Tags: #Historico, relato

Creación (34 page)

—Ambos —respondí sinceramente—. Encuentro algo desapacible el punto de vista de Gosala. Si no hay modo de alterar el destino propio por medio de las buenas acciones, ¿por qué no conducirse lo peor posible?

—Le he dicho lo mismo. Pero él parecía creer que observar los votos era una cosa buena en sí; si puedes hacerlo, eso significa que te acercas a la salida. Piensa también que la vida del hombre se parece mucho a una laguna: si no agregas nuevas aguas, la laguna terminará por evaporarse. Pero rechaza la teoría de que el destino, el karma, sea alterado por las buenas o malas acciones. Todo está predeterminado. Llegas a la salida cuando es tu turno, no antes. Según él, los dioses y los reyes de este mundo no están de ningún modo cerca de ese momento —Bimbisara parecía entristecido. Estoy convencido de que realmente creía en lo que afirmaba—. Temo un retroceso en mi próxima vida. Hay signos de que me convertiré en Mara, el dios de todos los males, y de este mundo. Ruego que no sea así. Trato de observar todos los votos. Sigo las cuatro nobles verdades de Buda. Pero el destino es el destino. Ser un dios es peor que ser un rey como yo.

Por supuesto, yo no podía disentir. Pero la idea de ser un dios me resultaba muy tentadora y embarazosa. Si los dioses no pueden morir o terminar hasta que concluya este ciclo de la creación, ¿cómo es posible que alguien se transforme en un dios que ya existe? Cuando le pregunté esto a un brahmán, le llevó medio día responder. Hace largo tiempo que he olvidado las dos mitades de ese día.

—Me asombra, señor, el sentido del tiempo que tienen vuestros santones. Miden las existencias por miles.

—Más que eso —respondió Bimbisara—. Ciertos brahmanes aseguran que un karma particularmente malvado sólo puede ser eliminado por medio de treinta millones de millones de millones de reencarnaciones, multiplicadas por todos los granos de arena que contiene el lecho del Ganges.

—Es un largo tiempo.

—Es un largo tiempo —replicó gravemente Bimbisara. No podía saber si el rey creía todo esto. Solía repetir la última frase que se le decía, y luego cambiaba de tema—. ¿Quién es el rey actual de Babilonia?

—Darío, señor.

—No lo sabía. Hace mucho tiempo comerciábamos con Babilonia. Pero luego se perdieron muchos barcos en el mar. No valía la pena.

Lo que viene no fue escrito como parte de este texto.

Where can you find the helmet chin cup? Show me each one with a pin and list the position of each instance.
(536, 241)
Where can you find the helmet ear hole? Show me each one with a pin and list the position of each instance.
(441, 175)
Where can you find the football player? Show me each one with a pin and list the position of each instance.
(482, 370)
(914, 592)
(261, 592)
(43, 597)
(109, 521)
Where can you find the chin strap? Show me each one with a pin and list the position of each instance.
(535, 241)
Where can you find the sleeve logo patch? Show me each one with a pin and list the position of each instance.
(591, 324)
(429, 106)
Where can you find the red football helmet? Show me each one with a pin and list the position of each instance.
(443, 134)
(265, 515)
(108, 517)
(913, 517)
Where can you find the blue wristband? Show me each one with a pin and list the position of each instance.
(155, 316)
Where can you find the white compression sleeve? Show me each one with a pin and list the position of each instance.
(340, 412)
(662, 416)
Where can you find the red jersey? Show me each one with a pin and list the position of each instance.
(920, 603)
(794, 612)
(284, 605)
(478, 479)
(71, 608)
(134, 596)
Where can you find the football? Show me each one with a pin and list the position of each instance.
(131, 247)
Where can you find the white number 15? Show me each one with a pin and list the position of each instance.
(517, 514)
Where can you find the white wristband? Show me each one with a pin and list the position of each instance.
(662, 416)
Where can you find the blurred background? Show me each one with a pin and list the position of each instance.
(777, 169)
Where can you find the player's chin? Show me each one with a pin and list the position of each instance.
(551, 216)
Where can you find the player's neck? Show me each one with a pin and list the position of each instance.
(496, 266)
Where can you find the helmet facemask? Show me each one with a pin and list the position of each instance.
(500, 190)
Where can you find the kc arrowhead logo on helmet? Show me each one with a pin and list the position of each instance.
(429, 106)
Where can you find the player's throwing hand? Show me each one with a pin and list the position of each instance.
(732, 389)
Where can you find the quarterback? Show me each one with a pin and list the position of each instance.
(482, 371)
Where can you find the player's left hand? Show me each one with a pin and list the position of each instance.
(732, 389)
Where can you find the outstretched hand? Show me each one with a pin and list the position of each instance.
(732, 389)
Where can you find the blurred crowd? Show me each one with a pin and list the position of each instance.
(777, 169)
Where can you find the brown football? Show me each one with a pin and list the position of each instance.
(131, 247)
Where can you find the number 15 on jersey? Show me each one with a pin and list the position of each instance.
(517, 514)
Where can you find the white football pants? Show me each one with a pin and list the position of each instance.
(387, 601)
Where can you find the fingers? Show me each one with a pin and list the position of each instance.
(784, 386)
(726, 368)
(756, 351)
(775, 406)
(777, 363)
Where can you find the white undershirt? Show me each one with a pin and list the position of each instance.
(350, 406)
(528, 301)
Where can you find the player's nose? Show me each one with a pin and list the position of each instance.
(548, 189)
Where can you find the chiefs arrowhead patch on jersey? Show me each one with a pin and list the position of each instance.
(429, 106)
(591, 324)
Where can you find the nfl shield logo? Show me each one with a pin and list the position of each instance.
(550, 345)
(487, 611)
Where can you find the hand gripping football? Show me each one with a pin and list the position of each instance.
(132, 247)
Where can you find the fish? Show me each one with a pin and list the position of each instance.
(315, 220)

—Hay una ruta terrestre, señor.

—Sí, y mi más profundo deseo es que avancemos velozmente por esa ruta que se interpone entre nosotros. ¿Querrías una esposa?

Yo estaba demasiado sorprendido para responder. El rey repitió sus palabras, y luego agregó:

—Como esperamos que te sientas en Rajagriha como en tu ciudad natal, nos agradaría que desposaras a una de nuestras damas. Así, también, desposaré a una hija de tu rey, y él a una de las mías.

—Es un honor inmerecido —dije—. Pero lo acepto con gran alegría, señor.

—Está bien. Arreglaremos todo. ¿Tienes otras esposas?

—No, señor.

—Mejor. Algunos brahmanes son tontamente rígidos respecto de la cantidad de esposas que puede tener un hombre, aunque nuestra religión es flexible en ese sentido.

Bimbisara se puso de pie. La audiencia había terminado.

Mientras regresábamos a la galería por en medio del aire plateado y fragante, sentí por un instante que Rajagriha era mi ciudad natal.

6

Me casé al concluir la semana del sacrificio del caballo. Ambas ceremonias se cumplieron a finales del invierno, una estación breve y encantadora que corresponde al comienzo del verano en Ecbatana.

El sacrificio del caballo, al contrario que mi matrimonio, no fue precisamente un éxito. En todo un año de vagabundeo, el animal había logrado evitar Koshala y también la federación de repúblicas. Corría el rumor de que, en cierto instante, el desesperado Varshakara había intentado espantar al caballo hacia una barca que lo hubiese trasladado, a través del Ganges, a la república de Licchavi. Pero en el último momento el caballo se resistió y no cruzó el Ganges.

Con una perversidad casi humana, el semental no salió jamás del reino de Magadha durante su año de libertad. Esto era un mal augurio para Bimbisara. Por otra parte, tampoco había sido capturado por un enemigo, y esto era un buen augurio. Al concluir el año, el caballo fue conducido de regreso a Rajagriha para ser sacrificado tras un festival de tres días.

El sacrificio del caballo es de lo más extraño que he visto nunca. El origen del rito es oscuro. Todos los brahmanes concuerdan en que el origen es ario, por la sencilla razón de que el caballo era desconocido en esta parte del mundo antes de que llegaran del norte los hombres de piel blanca de los clanes. Pero no concuerdan en nada más. Gran parte de la ceremonia se desarrolla en una lengua tan antigua que ni siquiera los sacerdotes que recitan los himnos sagrados tienen la más remota idea de lo que significan las palabras canturreadas. En esto se parecen a los Magos seguidores de la Mentira. Sin embargo, los Brahmanes principales de la corte me interrogaron a fondo acerca de los sacrificios persas que se parecen a los de ellos; y pude contestar que, en Persia, los seguidores de la Mentira todavía sacrifican un caballo al dios del sol. Aparte de eso, sé tan poco del origen de nuestros sacrificios, como ellos de los propios.

Para un gobernante indio el sacrificio del caballo tiene inmensa importancia. Representa, para comenzar, la renovación de su reinado. Si el rey logra, además, aumentar el reino que ha heredado, recibe el nombre de maharajá, titulo que, según pretenden ciertos indios ambiciosos, equivale al de Gran Rey. Con tacto, sugerí que un maharajá se parecía más al rey de Babel o al faraón de Egipto, títulos que Darío poseía.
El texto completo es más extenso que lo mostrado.